I'll start by saying that I'm a massive GWT fan, but yes there are many pitfalls, but most if not all we were able to overcome:
Problem: Long compile times, as your project grows so does the amount of time it takes to compile it. I've heard of reports of 20 minute compiles, but mine are on average about 1 minute.
Solution: Split your code into seperate modules, and tell ant to only build it when it's changed. Also while developing, you can massively speed up compile times by only building for one browser. You can do this by putting this into your .gwt.xml file:
<set-property name="user.agent" value="gecko1_8" />
Where gecko1_8 is Firefox 2+, ie6 is IE, etc.
Problem: Hosted mode is very slow (on OS X at least) and does not come close to matching the 'live' changes you get when you edit things like JSPs or Rails pages and hit refresh in your browser.
Solution: You can give the hosted mode more memory (I generally got for 512M) but it's still slow, I've found once you get good enough with GWT you stop using this. You make a large chunk of changes, then compile for just one browser (generally 20s worth of compile) and then just hit refresh in your browser.
Update: With GWT 2.0+ this is no longer an issue, because you use the new 'Development Mode'. It basically means you can run code directly in your browser of choice, so no loss of speed, plus you can firebug/inspect it, etc.
http://code.google.com/p/google-web-toolkit/wiki/UsingOOPHM
Problem: GWT code is java, and has a different mentality to laying out a HTML page, which makes taking a HTML design and turning it into GWT harder
Solution: Again you get used to this, but unfortunately converting a HTML design to a GWT design is always going to be slower than doing something like converting a HTML design to a JSP page.
Problem: GWT takes a bit of getting your head around, and is not yet mainstream.
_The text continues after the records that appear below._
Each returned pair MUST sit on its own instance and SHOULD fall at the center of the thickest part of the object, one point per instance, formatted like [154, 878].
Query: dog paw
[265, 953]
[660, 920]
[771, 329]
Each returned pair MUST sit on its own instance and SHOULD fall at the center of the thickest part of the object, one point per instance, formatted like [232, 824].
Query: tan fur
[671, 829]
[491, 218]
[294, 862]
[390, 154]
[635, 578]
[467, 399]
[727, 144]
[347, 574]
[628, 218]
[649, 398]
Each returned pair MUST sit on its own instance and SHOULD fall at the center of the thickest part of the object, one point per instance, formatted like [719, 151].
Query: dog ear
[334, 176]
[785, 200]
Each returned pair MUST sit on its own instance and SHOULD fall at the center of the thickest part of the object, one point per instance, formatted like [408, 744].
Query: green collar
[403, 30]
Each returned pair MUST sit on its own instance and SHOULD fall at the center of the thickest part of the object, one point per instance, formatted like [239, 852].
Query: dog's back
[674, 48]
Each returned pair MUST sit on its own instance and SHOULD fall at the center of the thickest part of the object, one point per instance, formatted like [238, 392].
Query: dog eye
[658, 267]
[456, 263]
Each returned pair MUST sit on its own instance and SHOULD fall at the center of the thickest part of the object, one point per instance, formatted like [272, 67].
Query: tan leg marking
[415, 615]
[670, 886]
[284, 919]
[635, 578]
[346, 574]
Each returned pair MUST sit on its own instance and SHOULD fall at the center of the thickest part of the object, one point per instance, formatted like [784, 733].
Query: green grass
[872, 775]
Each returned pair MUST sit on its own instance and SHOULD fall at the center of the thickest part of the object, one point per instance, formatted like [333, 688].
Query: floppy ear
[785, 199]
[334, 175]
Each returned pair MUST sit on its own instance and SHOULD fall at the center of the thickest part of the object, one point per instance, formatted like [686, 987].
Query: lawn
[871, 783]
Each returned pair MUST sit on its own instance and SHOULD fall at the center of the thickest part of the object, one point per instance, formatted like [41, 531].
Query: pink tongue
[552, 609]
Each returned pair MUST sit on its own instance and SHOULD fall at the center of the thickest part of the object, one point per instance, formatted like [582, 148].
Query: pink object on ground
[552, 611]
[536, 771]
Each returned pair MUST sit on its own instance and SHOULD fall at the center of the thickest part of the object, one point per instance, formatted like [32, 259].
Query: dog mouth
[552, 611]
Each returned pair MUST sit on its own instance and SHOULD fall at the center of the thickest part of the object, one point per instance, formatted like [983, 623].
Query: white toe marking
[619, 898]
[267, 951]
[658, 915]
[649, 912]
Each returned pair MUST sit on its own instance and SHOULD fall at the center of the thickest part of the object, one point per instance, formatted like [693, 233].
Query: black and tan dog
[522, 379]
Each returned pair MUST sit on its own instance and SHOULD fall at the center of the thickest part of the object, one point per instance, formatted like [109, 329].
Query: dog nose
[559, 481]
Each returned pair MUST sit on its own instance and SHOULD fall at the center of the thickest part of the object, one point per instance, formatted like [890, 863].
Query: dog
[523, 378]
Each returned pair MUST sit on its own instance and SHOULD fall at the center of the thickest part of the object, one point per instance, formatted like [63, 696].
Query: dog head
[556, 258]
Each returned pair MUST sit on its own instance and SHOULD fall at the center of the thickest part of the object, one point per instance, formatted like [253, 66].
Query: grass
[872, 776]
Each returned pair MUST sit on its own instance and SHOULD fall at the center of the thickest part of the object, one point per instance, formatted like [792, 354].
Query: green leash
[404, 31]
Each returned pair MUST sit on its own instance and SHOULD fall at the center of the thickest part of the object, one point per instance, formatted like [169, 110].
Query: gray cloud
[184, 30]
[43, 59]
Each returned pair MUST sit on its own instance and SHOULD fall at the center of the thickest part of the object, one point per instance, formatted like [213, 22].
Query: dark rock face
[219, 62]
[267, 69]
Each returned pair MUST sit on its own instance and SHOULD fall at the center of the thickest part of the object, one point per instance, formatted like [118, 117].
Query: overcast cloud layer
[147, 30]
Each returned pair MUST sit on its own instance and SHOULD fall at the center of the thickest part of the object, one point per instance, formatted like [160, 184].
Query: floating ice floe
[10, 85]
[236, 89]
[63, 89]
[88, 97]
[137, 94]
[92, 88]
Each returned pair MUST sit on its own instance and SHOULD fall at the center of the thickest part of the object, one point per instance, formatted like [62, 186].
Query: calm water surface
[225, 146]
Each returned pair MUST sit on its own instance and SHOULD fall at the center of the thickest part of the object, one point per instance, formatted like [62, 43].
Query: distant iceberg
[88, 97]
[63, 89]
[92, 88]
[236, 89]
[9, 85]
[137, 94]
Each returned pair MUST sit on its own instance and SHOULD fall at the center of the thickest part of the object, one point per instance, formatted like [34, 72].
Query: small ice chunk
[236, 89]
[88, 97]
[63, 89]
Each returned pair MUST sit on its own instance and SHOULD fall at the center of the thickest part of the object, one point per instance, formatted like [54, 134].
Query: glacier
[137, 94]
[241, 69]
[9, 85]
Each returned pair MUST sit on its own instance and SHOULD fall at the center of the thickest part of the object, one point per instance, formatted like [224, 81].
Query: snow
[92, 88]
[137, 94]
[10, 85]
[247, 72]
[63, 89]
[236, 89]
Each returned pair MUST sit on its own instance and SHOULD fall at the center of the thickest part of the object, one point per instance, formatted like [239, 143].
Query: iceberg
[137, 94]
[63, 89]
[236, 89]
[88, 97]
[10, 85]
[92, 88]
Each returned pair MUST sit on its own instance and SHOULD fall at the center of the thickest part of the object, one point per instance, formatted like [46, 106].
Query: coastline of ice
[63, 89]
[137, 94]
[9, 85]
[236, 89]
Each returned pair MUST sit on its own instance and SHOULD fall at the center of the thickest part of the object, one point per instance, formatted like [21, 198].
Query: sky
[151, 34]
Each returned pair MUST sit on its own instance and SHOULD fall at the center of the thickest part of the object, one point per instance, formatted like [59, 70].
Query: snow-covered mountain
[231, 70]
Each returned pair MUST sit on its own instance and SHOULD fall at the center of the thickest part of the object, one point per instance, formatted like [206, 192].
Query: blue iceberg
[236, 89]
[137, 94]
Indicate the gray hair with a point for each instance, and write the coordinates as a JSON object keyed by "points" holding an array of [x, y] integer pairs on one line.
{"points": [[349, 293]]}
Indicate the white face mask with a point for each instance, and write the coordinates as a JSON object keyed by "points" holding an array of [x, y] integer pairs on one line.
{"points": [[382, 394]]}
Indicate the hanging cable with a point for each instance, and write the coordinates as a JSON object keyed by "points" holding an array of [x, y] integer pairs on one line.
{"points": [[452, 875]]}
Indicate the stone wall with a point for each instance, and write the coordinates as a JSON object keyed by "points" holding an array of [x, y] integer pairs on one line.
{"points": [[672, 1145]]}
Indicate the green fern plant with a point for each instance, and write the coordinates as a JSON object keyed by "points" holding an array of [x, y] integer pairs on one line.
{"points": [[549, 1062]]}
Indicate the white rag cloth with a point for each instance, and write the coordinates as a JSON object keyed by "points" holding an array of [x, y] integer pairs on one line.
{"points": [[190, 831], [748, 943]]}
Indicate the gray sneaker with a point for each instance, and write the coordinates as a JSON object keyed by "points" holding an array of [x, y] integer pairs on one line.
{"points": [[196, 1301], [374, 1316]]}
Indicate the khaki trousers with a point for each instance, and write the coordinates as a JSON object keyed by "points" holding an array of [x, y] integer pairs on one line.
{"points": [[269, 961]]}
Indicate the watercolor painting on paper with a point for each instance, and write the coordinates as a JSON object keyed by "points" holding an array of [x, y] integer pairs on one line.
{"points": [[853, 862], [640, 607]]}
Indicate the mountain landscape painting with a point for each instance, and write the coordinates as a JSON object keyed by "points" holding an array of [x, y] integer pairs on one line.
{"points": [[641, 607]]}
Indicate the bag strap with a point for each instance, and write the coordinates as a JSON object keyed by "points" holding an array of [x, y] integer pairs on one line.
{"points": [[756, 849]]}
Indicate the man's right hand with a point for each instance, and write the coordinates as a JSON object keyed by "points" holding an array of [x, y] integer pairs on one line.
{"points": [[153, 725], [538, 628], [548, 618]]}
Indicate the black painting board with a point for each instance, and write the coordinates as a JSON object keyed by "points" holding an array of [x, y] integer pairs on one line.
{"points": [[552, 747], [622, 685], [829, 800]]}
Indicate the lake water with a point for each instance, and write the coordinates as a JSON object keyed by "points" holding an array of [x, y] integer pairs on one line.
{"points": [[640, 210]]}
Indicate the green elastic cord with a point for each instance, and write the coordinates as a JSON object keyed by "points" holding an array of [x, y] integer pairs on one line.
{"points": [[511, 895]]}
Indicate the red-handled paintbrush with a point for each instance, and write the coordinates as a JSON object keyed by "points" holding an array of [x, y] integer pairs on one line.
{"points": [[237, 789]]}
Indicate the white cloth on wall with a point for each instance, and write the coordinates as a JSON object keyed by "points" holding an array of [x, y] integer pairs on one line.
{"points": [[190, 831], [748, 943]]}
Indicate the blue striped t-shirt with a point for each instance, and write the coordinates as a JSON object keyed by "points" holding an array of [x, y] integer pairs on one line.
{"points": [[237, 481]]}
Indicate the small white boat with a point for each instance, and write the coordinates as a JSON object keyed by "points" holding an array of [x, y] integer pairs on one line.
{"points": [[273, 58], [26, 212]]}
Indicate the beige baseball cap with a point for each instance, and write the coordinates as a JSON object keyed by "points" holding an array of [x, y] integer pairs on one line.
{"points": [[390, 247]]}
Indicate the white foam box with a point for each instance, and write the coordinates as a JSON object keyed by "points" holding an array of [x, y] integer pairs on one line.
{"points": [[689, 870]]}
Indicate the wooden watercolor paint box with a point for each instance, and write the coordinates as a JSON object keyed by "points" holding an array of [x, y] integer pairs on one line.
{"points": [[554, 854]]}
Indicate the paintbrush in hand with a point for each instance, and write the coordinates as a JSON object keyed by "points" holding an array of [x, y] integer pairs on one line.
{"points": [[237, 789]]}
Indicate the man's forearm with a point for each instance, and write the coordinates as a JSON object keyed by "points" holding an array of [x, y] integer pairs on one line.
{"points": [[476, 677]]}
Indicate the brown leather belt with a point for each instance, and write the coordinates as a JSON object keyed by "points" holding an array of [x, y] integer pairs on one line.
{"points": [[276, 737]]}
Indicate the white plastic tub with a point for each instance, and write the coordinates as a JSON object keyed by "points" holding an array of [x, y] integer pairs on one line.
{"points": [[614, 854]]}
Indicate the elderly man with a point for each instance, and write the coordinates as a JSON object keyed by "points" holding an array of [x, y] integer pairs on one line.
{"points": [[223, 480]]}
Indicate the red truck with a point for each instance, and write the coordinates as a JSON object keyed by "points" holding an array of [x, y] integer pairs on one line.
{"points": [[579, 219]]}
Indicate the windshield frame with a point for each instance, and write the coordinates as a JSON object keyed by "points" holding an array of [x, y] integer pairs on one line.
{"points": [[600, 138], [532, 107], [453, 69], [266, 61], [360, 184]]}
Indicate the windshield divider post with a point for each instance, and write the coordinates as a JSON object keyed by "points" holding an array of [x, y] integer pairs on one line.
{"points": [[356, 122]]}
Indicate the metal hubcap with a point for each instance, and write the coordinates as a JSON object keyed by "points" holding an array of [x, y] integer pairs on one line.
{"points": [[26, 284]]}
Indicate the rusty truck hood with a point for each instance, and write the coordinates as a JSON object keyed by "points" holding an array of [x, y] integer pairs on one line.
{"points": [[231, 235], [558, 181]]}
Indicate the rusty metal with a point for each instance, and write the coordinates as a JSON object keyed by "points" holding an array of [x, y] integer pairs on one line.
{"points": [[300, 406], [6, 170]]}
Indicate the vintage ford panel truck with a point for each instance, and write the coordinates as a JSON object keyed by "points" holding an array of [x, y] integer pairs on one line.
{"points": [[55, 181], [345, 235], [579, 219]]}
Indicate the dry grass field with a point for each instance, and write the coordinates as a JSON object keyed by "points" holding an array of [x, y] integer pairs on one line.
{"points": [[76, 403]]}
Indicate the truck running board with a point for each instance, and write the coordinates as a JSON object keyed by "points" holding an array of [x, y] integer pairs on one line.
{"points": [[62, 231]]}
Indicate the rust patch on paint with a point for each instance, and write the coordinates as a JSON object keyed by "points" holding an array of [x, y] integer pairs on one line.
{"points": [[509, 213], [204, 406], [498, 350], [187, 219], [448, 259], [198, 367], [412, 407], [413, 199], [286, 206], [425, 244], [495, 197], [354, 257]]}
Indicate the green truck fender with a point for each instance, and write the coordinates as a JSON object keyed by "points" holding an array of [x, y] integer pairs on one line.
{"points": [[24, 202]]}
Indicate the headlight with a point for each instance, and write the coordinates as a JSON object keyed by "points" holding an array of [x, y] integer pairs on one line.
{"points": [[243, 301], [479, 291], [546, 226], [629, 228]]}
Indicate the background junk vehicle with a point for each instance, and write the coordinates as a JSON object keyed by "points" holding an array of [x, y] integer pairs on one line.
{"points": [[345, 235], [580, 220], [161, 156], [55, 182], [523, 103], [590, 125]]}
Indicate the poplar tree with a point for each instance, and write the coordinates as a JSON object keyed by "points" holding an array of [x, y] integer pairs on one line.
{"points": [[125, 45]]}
Meaning that most developers that join your team or maintain your code will have to learn it from scratch
Solution: It remains to be seen if GWT will take off, but if you're a company in control of who you hire, then you can always choose people that either know GWT or want to learn it.
Problem: GWT is a sledgehammer compared to something like jquery or just plain javascript. It takes a lot more setup to get it happening than just including a JS file.
Solution: Use libraries like jquery for smaller, simple tasks that are suited to those. Use GWT when you want to build something truly complex in AJAX, or where you need to pass your data back and forth via the RPC mechanism.
Problem: Sometimes in order to populate your GWT page, you need to make a server call when the page first loads. It can be annoying for the user to sit there and watch a loading symbol while you fetch the data you need.
Solution: In the case of a JSP page, your page was already rendered by the server before becoming HTML, so you can actually make all your GWT calls then, and pre-load them onto the page, for an instant load. See here for details:
Speed up Page Loading by pre-serializing your GWT calls
I've never had any problems CSS styling my widgets, out of the box, custom or otherwise, so I don't know what you mean by that being a pitfall?
As for performance, I've always found that once compiled GWT code is fast, and AJAX calls are nearly always smaller than doing a whole page refresh, but that's not really unique to GWT, though the native RPC packets that you get if you use a JAVA back end are pretty compact.